The core muscles are located in the spine. Poor posture could put unnecessary stress on the spine, causing chronic back pain. Instead of working out the muscles, you end up damaging your spine. Always mind your posture during and after working out. The shoulder blades should be kept back, the chest should protrude and the spine should be straight.

Hunching over weakens the rotator cuff and back, making you vulnerable to injuries once you exercise. As the spine develops an abnormal curvature, your physical abilities will be limited too. The curvature does not affect your training alone; it can also affect day-to-day activities.
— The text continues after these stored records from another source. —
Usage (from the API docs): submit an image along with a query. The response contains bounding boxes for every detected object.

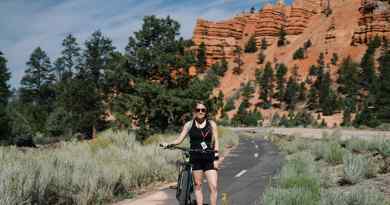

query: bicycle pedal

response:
[168,185,177,189]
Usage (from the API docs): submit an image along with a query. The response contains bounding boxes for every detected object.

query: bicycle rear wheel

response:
[176,169,191,205]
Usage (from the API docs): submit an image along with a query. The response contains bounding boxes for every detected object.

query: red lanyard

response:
[200,130,209,141]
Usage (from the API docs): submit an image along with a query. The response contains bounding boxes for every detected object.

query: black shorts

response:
[191,159,218,171]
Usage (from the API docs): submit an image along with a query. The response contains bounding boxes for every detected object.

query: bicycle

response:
[160,144,214,205]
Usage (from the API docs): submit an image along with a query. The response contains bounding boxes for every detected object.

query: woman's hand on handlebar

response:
[160,142,174,149]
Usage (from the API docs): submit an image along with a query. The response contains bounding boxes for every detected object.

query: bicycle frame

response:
[160,145,214,205]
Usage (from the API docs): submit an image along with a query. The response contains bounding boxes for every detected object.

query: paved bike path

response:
[209,132,283,205]
[120,131,283,205]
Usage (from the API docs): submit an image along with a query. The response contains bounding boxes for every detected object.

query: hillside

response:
[193,0,390,124]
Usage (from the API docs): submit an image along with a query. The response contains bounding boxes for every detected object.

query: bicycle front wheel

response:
[176,169,191,205]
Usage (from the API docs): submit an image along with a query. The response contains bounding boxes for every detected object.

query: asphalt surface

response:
[203,131,283,205]
[123,129,283,205]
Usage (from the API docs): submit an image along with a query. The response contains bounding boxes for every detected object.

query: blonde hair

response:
[192,100,209,119]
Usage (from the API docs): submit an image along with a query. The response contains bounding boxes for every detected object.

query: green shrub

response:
[281,138,309,154]
[346,186,385,205]
[378,139,390,157]
[343,152,368,184]
[324,142,344,165]
[262,188,318,205]
[0,128,238,205]
[320,186,385,205]
[320,190,348,205]
[346,138,369,152]
[263,152,320,205]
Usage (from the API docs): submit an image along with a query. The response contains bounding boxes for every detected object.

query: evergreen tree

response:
[250,6,256,14]
[257,51,266,64]
[276,64,287,102]
[319,72,338,115]
[337,57,360,113]
[53,57,68,82]
[20,47,55,133]
[298,81,306,101]
[233,46,244,75]
[21,47,55,104]
[303,39,312,51]
[375,52,390,122]
[360,38,381,97]
[306,86,318,110]
[223,98,235,112]
[75,31,115,138]
[284,76,299,110]
[353,101,381,127]
[244,35,257,53]
[196,42,207,73]
[278,26,287,47]
[293,48,305,60]
[0,51,11,144]
[126,16,183,83]
[317,52,325,69]
[260,37,268,50]
[61,34,81,77]
[330,53,339,65]
[260,62,274,109]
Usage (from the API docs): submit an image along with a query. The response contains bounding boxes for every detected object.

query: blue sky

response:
[0,0,290,87]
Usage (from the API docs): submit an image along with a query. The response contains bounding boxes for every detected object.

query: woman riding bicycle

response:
[163,101,219,205]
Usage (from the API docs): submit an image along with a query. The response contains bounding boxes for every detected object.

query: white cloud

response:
[0,0,274,86]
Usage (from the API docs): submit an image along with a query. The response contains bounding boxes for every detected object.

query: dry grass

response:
[0,129,238,205]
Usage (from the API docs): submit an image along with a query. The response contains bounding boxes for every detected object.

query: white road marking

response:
[234,169,246,177]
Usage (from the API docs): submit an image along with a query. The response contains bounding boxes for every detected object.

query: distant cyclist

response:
[163,101,219,205]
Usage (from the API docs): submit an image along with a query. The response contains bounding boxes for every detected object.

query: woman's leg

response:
[192,170,203,205]
[205,169,218,205]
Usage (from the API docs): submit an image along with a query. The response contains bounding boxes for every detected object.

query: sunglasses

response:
[195,108,206,113]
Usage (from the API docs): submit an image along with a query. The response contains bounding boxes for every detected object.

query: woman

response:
[163,101,219,205]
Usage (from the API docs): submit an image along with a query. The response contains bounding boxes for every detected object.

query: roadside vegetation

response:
[263,132,390,205]
[0,128,238,205]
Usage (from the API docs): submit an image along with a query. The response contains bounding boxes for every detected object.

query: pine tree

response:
[244,35,257,53]
[196,42,207,73]
[61,34,81,78]
[330,53,339,65]
[20,47,55,133]
[53,57,65,82]
[353,101,381,127]
[317,52,325,69]
[337,57,360,113]
[260,37,268,50]
[0,51,11,144]
[319,72,338,115]
[276,64,287,102]
[257,51,266,64]
[233,46,244,75]
[278,26,287,47]
[375,52,390,122]
[21,47,55,104]
[298,81,306,101]
[284,66,299,110]
[77,31,115,138]
[306,86,318,110]
[303,39,312,51]
[293,48,305,60]
[250,6,256,14]
[260,62,274,109]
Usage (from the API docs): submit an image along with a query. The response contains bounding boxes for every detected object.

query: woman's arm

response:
[165,121,191,146]
[210,121,219,152]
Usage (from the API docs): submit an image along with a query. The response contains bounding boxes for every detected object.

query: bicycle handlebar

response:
[160,144,215,153]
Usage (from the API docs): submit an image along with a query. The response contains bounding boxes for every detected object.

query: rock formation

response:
[352,0,390,44]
So always pay close attention to your posture. Keep the shoulders back and the chest out, like a military cadet. Elevate your sternum to improve your posture. By doing so, the chest muscles will lengthen. The muscles of the upper back become stronger over time as well!

Perfect Your Form

Always observe the proper form if you are working out. This is easy if you have a trainer who will assist you as you train. But if you are working out on your own, always protect the spine from stress. You want to leave all the heavy lifting to the back muscles, not the backbone!

This can be done by paying close attention to myoelectric signals. These electrical signals control the muscles. As you work out, myoelectric signals are generated to create muscle force. The force makes the muscle carry the weight. To avoid pressure on the spine, keep your position neutral or extended. This will stimulate the back muscles to carry the weight in a deadlift. The position also reduces the forces on the lumbar vertebral disks for an effective lift, preventing injuries.

Improve Flexibility

You simply cannot achieve a strong core without flexible muscles. And we are not just talking about the back muscles, but the abdominal, hamstrings and hip flexors too! When the muscles that surround the back muscles are flexible, the back muscles can carry more weight. Do a lot of squats, lunges, and other exercises to keep the middle and lower body strong. When the muscles in the lower body are strong, there is less stress and force applied to the spine as you work out.